During a recent interview, the Prime Minister underscored the need for fiscal discipline for state governments, which essentially refers to governments spending within their means.
How should state government finances be judged?
They analysed data for 27 states on four different counts:
Fiscal Deficit (which refers to the amount of money a state government has to borrow to meet its annual expenditure) expressed as a percentage of overall size of the state’s economy (the gross state domestic product or GSDP).
It is related to how state government has to borrow in the current financial year to meet the gap between its expenditures and revenues.
Fiscal deficit should not exceed more than 3% of a state’s GDP.
Debt (that is, the accumulated borrowings by the government over the years) expressed as a percentage of GSDP.
Debt levels should not go beyond 20% of a state’s GDP.
Outstanding guarantees that a state government provides; again expressed as a percentage of the GSDP.
They refer to debts that are on the books of state government-run entities but are effectively backed by the state government.
Percentage of the total revenue income that a state government has to spend towards paying off the interest component of its debt.
Status of India’s states in finances:
On debt levels, only three states i.e. Odisha, Gujarat and Maharashtra — in India manage to meet the prudential norm.

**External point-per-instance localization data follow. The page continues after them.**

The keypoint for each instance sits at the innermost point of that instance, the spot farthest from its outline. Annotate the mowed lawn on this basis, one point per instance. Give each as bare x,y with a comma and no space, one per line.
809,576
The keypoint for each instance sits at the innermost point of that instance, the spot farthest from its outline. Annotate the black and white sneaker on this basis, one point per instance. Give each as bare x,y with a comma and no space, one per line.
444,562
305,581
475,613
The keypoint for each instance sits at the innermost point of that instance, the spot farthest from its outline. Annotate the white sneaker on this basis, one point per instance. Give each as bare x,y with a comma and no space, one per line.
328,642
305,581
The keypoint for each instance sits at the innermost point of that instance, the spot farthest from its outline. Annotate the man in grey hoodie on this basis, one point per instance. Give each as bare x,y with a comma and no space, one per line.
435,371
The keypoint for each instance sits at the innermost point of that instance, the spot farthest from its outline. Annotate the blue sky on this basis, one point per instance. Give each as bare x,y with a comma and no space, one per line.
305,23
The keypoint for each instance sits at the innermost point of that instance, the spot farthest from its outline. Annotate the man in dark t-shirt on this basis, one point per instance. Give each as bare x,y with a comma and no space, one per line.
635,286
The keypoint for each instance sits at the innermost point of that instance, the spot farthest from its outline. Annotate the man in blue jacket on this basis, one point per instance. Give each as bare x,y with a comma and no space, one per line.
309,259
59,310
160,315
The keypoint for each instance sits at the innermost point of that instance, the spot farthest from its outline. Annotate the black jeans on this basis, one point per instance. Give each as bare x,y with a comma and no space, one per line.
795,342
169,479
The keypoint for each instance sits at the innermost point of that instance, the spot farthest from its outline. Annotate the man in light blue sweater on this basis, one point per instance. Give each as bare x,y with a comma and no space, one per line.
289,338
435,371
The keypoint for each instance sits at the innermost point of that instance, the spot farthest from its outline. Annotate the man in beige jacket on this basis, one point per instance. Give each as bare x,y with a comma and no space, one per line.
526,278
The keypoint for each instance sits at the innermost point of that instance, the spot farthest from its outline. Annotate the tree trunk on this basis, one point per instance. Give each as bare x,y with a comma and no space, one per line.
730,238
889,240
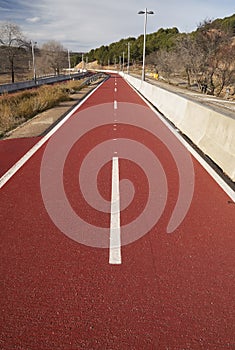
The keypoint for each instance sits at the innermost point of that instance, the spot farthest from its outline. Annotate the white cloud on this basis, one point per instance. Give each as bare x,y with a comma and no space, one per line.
33,19
81,25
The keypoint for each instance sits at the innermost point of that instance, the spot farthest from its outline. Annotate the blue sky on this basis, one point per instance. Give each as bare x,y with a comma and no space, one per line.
80,25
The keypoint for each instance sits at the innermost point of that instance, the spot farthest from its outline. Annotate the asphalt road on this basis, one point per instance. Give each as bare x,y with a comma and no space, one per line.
113,236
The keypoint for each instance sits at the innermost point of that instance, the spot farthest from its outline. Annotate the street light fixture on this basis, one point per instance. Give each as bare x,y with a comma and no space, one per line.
145,12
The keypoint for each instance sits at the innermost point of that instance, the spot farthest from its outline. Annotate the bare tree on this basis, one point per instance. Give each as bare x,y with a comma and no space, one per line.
12,42
54,56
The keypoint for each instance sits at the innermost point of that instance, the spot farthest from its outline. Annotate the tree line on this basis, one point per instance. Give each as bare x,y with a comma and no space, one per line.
17,54
205,56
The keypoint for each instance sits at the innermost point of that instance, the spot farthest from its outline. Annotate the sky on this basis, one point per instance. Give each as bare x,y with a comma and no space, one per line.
82,25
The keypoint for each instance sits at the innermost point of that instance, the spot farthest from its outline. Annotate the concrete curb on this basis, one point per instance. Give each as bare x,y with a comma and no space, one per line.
212,132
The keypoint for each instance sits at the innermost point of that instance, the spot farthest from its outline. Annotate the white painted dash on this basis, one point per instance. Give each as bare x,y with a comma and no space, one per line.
115,229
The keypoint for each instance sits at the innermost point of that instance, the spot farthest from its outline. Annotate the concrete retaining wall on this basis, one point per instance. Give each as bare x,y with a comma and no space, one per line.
212,132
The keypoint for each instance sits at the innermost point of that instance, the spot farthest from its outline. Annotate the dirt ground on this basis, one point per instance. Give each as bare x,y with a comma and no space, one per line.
41,122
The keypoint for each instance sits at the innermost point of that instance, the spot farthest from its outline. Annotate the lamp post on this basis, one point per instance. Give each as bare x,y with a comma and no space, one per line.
34,66
69,61
145,13
128,57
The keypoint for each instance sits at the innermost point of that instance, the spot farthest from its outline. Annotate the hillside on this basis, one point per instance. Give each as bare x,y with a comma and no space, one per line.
163,39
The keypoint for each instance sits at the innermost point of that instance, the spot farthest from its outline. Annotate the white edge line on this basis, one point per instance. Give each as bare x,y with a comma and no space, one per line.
225,187
13,170
115,230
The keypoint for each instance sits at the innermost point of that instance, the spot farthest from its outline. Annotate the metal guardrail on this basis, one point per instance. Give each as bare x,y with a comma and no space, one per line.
93,78
4,88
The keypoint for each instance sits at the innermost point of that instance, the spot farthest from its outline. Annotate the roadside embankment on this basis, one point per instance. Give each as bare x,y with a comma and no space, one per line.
211,131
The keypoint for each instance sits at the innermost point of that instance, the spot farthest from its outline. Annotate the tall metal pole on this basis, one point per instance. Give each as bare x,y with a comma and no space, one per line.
145,13
128,57
34,67
144,48
69,63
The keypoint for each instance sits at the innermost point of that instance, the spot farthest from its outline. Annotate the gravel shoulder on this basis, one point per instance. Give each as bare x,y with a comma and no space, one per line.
43,121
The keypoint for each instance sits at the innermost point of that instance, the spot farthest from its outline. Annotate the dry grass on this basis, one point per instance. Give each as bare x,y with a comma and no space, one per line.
19,107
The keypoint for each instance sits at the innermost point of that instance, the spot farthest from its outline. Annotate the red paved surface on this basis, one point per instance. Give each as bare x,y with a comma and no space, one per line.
172,291
11,150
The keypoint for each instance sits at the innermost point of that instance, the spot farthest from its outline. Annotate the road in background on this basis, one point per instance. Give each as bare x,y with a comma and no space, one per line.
171,290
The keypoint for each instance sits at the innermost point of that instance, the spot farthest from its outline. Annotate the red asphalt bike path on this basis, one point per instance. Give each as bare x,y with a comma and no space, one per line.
172,291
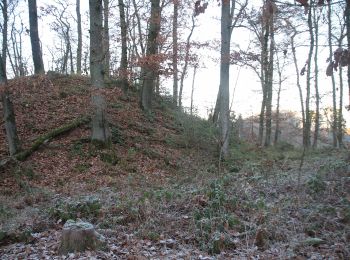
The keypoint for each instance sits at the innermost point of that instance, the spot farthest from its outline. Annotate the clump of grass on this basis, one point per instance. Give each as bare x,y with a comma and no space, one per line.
85,208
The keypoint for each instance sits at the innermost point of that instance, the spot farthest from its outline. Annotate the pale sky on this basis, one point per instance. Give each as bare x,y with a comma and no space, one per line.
247,96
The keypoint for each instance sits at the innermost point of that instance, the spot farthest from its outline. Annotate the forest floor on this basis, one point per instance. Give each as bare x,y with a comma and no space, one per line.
157,192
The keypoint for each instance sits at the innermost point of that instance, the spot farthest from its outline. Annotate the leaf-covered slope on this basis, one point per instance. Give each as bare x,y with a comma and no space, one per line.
139,143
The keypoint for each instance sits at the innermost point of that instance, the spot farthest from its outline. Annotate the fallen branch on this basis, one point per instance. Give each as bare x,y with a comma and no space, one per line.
21,156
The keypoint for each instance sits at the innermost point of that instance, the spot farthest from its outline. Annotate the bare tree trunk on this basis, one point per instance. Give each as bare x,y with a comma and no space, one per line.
106,51
278,131
79,48
269,80
307,130
264,74
187,55
34,38
148,71
4,8
139,27
194,76
100,129
9,114
347,25
317,95
224,118
175,56
298,84
334,117
124,58
340,112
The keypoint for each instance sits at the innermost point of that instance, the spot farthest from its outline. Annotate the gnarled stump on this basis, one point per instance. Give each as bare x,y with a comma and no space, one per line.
78,236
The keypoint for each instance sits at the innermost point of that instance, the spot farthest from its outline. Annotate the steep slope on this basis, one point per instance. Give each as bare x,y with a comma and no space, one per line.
138,143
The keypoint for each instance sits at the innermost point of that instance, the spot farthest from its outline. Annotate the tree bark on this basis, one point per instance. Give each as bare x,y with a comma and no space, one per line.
307,129
124,58
187,55
34,38
4,8
175,56
149,70
194,76
9,114
334,98
100,128
317,94
224,117
277,120
79,48
340,114
106,51
298,83
347,25
269,85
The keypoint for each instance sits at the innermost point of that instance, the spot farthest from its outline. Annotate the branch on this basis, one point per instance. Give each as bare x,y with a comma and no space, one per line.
53,133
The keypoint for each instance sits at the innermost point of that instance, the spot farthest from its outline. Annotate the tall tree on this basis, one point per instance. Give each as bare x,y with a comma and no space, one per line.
317,94
307,127
268,71
149,69
334,115
224,88
80,41
107,54
175,56
228,23
100,129
34,38
4,9
124,57
9,114
187,56
347,25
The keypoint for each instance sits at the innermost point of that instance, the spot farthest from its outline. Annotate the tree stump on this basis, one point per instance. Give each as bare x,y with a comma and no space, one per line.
78,236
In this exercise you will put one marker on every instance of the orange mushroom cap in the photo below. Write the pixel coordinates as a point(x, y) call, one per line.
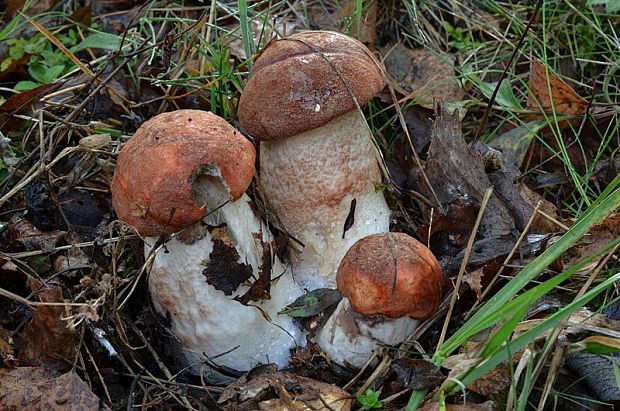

On the fiscal deficit front, three states — Punjab, Manipur and Arunachal — have fiscal deficit of 5% and above.
There are four states — Karnataka, Telangana, Assam and Chhattisgarh which are at a debt level of less than 25%.
Tamil Nadu, Haryana, Jharkhand, Uttarakhand and Madhya Pradesh — have debt ratios between 25%-30%.
Amongst all states, Odisha stands out with the lowest debt levels, indicating effective management of annual fiscal deficits.
Odisha emerges as the best-performing state with low debt, fiscal deficit, and outstanding guarantees, underscoring its strong fiscal position. In contrast, Punjab faces pressure on multiple financial fronts.
Despite being one of larger producers of paddy, have the lowest debt to GDP ratio.
How state government manages their finances?
Taxation: State governments have the authority to levy and collect various taxes, including state-level income tax, sales tax (GST), excise duties, and stamp duties. These taxes contribute significantly to their revenue.
Non-Tax Revenue: States also generate income through sources such as fees, fines, penalties, and revenue from state-owned enterprises.
Grants: The central government provides grants to states as part of its revenue-sharing mechanism. These grants can be in the form of grants-in-aid or specific-purpose grants.
Market Borrowing: State governments can borrow funds from the financial markets through the issuance of bonds and securities. These borrowings are an essential source of long-term financing for development projects.
Bilateral and Multilateral Loans: States may also seek loans and grants from international and national agencies for specific development programs.
Ways and Means Advances: The Reserve Bank of India provides short-term credit facilities to states to manage temporary mismatches in cash flows.
States are required to manage their debt prudently to ensure that it remains within sustainable limits. This includes monitoring debt levels, debt service obligations, and refinancing options.
Debt sustainability is essential to maintain favorable credit ratings and access to financial markets.